7. The company has provided interest on the term loans from banks, including penal interest, at the rates provided in the loan sanction letters. No confirmation is obtained from lenders for the dues as these have been classified as Non- Performing Assets (NPA) by the respective banks.
8. We further draw attention on the following non compliances under the Companies Act, 2013 and rules thereon a. Non-appointment of Chief Financial Officer as required under section 203 of the said Act. b. The Company has drawn and utilised an amount Rs. 43.77 lakhs from the CSIL Employees Comprehensive Gratuity Trust fund for the purpose not intended in terms ofThe Payment of Gratuity Act, 1972. (See note No. 3.04 of the Financial Statements)
Our Report is not qualified in respect of the above matter.
Report on Other Legal and Regulatory Requirements
1. As required by the Companies (Auditors Report) Order 2015 ("the order"), issued by the Central Government of India in terms of sub-section (11) of section 143 of the Act, we give in the Annexure A, a statement on the matters specified in paragraphs 3 and 4 of the order to the extent applicable.
2. As required by Section143 (3) of the Act,we report that:
(a) We have sought and obtained all the information and explanations which to the best of our knowledge and belief were necessary for the purposes of our audit.
(b) In our opinion, proper books of account as required by law have been kept by the Company so far as it appears from our examination of those books;
(c) The Balance Sheet, the Statement of Profit and Loss, and the Cash Flow Statement dealt with by this Report are in agreement with the books of account.

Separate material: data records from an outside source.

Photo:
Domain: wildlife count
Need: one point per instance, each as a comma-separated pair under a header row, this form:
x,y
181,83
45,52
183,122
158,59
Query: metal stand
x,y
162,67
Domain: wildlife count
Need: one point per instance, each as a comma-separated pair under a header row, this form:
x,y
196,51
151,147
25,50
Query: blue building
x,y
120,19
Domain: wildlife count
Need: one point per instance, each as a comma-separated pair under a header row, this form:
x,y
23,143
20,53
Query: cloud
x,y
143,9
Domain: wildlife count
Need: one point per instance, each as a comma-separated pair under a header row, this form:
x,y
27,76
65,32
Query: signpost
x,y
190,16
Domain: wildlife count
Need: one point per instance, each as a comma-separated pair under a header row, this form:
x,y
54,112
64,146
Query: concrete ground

(d) In our opinion, except for the matters expressed in paras 7.2 and 7.3 of the Basis for Qualified opinion,the a fore said standalone financial statements comply with the Accounting Standards specified under Section 133 of the Act, read with Rule 7of the Companies (Accounts) Rules, 2014.
(e) In our opinion, the qualifications and matters specified in the Emphasis of Matter" paragraph, may have an adverse effect on the functioning of the Company.
(f) On the basis of the written representations received from the directors as on 31st March, 2017 taken on record by the Board of Directors, none of the directors is disqualified as on 31st March, 2017 from being appointed as a director in terms of Section 164(2) of the Act.
(g) with respect to the adequacy of the internal financial controls over financial reporting of the Company and the operating effectiveness of such controls, refer to our separate report in "Annexure B"; and
(h) With respect to the other matters to be included in the Auditors Report in accordance with Rule11 of the Companies (Audit and Auditors) Rules, 2014, in our opinion and to the best of our information and according to the explanations given to us :
i. The Company has disclosed the impact of pending litigations on its financial position in its financial statements Refer Note No. 3.25 to the financial statements;
ii. The Company did not have any long-term contracts including derivative contracts for which there were any material foreseeable losses;
iii. The Company has not transferred an amount of Rs. 7.21 Lakhs, which is required to be transferred to the Investor Education and Protection Fund.
iv. The Company has not provided requisite disclosures in its standalone financial statements as to holdings as well as dealings in Specified Bank Notes during the period from 8 November, 2016 to 30 December, 2016.